İşin aslını bilmeden konuşma!

Kemal Okuyan'ın “İşin aslını bilmeden konuşma!” başlıklı yazısı 24 Nisan 2013 Çarşamba tarihli soL Gazetesi'nde yayımlanmıştır.

Eski bir arkadaşım var, Sovyetler Birliği’nin aslında çökmediğini, ABD’yi kandırmak için mükemmel bir planın yürürlüğe sokulduğunu, Rus komünistleri açısından her şeyin yolunda olduğunu söyler durur. Nasıl mı böyle düşünür? Nedenini sormayın, söylemem… Daha ilginç olan, bu iddiayı inandırıcı bulanlarla karşılaşmam. Bu nasıl oluyor, nedenini sormayın, ben de bilmem…

Bunun azıcık daha “gerçekçi” versiyonu, Çin Halk Cumhuriyeti liderliğinin 500 yıllık bir stratejiyle hareket ettiği tezidir… Çinliler de “bizde planlar çok uzun vadeli olarak yapılır” diyerek desteklerler bu tezi her fırsatta. Takmayın giderek güçlenen kapitalistleri, giderek sırıtmaya başlayan eşitsizlikleri, çocuk emeği sömürüsünü, doğanın tahrip edilmesini… Bir bildikleri var nasılsa, plan büyük, 500 yıllık bir stratejiyle hesaplaşacaklar emperyalizmle… Biz üç gün sonrasını öngörmeye çalışalım, millet birkaç asırlık hesaplar yapmakta!

Daha “küçük” örnekleri de vardır bu muhakeme tarzının… Bir siyasetçi yakışıksız bir laf etti mi, “bakmayın siz onun öyle dediğine” diye hemen göğüsleniverir eleştiriler.
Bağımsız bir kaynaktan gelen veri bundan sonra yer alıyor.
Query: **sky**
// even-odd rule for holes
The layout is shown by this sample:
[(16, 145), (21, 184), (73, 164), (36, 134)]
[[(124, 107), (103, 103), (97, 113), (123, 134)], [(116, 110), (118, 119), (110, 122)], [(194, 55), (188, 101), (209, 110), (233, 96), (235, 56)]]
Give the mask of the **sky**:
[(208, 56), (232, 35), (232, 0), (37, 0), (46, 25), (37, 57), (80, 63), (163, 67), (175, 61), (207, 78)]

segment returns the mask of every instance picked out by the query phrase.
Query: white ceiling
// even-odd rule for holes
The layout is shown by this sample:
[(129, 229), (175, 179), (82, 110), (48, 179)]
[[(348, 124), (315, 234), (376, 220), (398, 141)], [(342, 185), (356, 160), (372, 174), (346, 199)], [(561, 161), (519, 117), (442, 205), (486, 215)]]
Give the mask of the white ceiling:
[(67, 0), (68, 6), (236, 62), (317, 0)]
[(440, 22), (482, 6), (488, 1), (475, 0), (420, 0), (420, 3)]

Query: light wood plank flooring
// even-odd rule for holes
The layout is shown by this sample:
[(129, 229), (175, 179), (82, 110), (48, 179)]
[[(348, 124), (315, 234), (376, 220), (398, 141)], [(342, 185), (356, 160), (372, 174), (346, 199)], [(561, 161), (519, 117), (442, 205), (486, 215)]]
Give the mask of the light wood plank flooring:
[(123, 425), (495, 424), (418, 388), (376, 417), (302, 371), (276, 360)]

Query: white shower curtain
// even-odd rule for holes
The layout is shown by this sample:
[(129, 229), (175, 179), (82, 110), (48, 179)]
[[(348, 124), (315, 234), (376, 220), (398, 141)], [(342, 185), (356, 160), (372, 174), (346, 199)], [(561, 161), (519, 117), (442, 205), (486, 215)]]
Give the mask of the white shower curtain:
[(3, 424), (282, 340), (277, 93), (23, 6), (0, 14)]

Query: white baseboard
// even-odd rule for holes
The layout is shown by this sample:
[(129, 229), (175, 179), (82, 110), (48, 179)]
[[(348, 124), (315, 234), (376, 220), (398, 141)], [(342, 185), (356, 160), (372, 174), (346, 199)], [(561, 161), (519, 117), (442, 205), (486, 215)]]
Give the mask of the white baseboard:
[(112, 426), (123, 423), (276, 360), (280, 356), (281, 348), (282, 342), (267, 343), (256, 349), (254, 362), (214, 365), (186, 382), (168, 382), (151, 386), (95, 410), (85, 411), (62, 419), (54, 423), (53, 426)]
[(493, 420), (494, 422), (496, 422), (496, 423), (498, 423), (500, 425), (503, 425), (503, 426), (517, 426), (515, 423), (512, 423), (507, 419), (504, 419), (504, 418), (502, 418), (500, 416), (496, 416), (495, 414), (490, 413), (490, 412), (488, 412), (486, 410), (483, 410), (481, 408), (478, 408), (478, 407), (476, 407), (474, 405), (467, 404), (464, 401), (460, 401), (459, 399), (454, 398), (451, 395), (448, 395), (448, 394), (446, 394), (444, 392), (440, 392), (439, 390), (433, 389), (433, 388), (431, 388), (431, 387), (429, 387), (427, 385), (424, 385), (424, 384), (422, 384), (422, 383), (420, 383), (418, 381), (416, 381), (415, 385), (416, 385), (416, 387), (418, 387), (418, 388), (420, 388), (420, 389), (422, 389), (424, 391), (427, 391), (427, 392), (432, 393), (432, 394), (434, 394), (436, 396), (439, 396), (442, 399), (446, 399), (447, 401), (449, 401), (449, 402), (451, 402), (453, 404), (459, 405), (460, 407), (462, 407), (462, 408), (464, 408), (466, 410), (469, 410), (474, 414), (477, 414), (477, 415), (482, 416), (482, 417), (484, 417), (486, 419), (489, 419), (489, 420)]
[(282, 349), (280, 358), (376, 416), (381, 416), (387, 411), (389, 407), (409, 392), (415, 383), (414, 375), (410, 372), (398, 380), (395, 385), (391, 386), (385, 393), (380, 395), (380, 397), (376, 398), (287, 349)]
Mecburdur şimdi öyle demeye ama aslında… Aslında şöyledir, böyledir. Bir de saftirik olmakla, çocuklukla itham edilirsiniz. Özgüveniniz yoksa, “ben neden göremiyorum işin aslını” diye yerin dibine girersiniz.

Siyasi partiler için de geçerlidir bu savunma tarzı. Örneğin CHP’li olup da, “bakmayın siz burada yazanlara, CHP de sosyalizm istiyor” diye tartışan ve böylece tartışmayı imkansız hale getiren bir sürü tanıdığım var. “CHP’de sosyalistler de var ama CHP neden sosyalist bir parti olsun ki” diye itiraz etmeye kalktığınızda, epeycene “öykü” dinlemeye hazır olmalısınız. Hepsi “aslında…” ve “bakmayın öyle dendiğine…” diye başlar ve biter.

Geçtiğimiz yıllarda Küba’da Fidel’in doğum günü için yapılan etkinliklere, AKP’den bir heyet de davetliydi. Amerikan karşıtını oynuyorlardı o zaman ve bu kez biz “bakmayın böyle konuştuklarına, bunlar fena halde Amerikancıdır” diye herkesi uyarıyorduk. Ancak doğal olarak insanlar bu kadar riya, bu kadar ilkesizlik olur mu diye AKP’lilerden çok bize kuşkuyla bakıyordu. İmdadımıza insanoğlunun en ilkel güdüleri yetişti, yapılan askeri resmi geçitte tam şeref tribünün önünde Küba Silahlı Kuvvetlerine ait Rus yapımı bir tank arızalanınca, heyet üyeleri sevindirik olup, gülümseyiverdiler. Biri dışişlerinden diğeri partiden iki üst düzey Kübalı “işin aslı”nı orada kavradılar hemen, suratları tankın bozulmasından değil, olaya sırıtanlardan asılmıştı. Tank yürüdü, gülümseme sırası bizdeydi kuşkusuz.
Demek ki olabiliyormuş?

Yok! Şöyle oluyormuş, iyiden, güzelden yana olanlar cephesinde “işin aslı”, “bakmayın siz” türünden açıklamalar pek geçerli olmuyormuş… Çünkü iyiden, güzelden yana olanlar düşüncelerini zaten gizlemiyormuş. Siyaseti aldatma, hile, riya sanatı olarak görenler ise kendilerini farklı göstermeyi pek seviyormuş. Onlardan korunmak için “bakmayın siz öyle dediklerine, onlar aslında şöyledir” diye dostları uyarmak gerekiyormuş.

Nereden geldi ki aklıma bunlar şimdi? Bu sıralar “bakmayın siz…”, “aslında…” türü laflar çok edilmeye başlandığından mı acaba?